How important is storytelling when maximising your customers’ engagement with a campaign?
Darain> Getting the art of storytelling right is key to getting people to buy into your vision or your brand, and without it your marketing output simply won’t be as effective, memorability will be lessened, and you’ll struggle to make an impact.
Creative agencies rail against the time and resource spent working on pitches to win accounts: is there a realistic, fair alternative to the pitch process?
Darain> I spent a big chunk of the early part of my career working agency-side, and it’s pretty demoralising working late nights and weekends to make sure you get that pitch, perfect – only to be told that you didn't make the cut.
We have to get better at streamlining processes, distilling pitch participants to a small number of agencies and keeping the ‘ask’ manageable.

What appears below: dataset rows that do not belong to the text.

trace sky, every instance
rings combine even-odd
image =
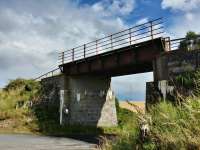
[[[163,17],[165,36],[200,32],[200,0],[0,0],[0,87],[57,67],[58,52]],[[144,100],[152,73],[112,79],[120,99]]]

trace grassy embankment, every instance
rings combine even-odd
[[[33,133],[65,136],[71,134],[119,134],[133,113],[120,111],[119,127],[60,126],[59,108],[41,103],[42,88],[34,80],[16,79],[0,91],[0,133]],[[30,106],[30,101],[33,106]],[[132,120],[132,119],[130,119]]]
[[[103,149],[200,149],[200,71],[178,76],[174,83],[176,97],[173,101],[155,104],[143,115],[132,117],[115,142],[107,140]],[[185,91],[190,91],[187,94]],[[142,141],[139,134],[141,118],[150,125],[149,136]],[[149,119],[151,118],[151,119]]]
[[[0,132],[45,135],[116,134],[118,136],[114,141],[105,140],[103,145],[103,149],[113,150],[199,149],[199,75],[196,72],[177,78],[182,86],[196,89],[193,96],[180,97],[179,94],[173,103],[160,102],[152,106],[145,115],[121,109],[117,105],[119,126],[115,128],[61,127],[58,124],[58,113],[55,113],[57,108],[45,105],[29,107],[19,103],[38,101],[40,84],[32,80],[15,80],[0,92]],[[150,117],[151,122],[148,120]],[[146,118],[150,124],[150,134],[145,141],[141,141],[139,133],[141,118]]]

I don’t need a whistles and bells presentation, what I want to know is that our potential agency partners ‘get’ our brand and that they will be additive to our broader marketing function.
From a marketing perspective, what’s coming up for your brand or business in 2023?
Darain> We have a rich platform with an impressive community that connects professionals to jobs, skills, and content. And, quite frankly, there has never been a more important time for us to celebrate all of that. More to follow on all things 2023 in due course!
Darain Faraz was interviewed By Tim Healey (Little Grey Cells) on behalf of Worth Your While (wyw.agency).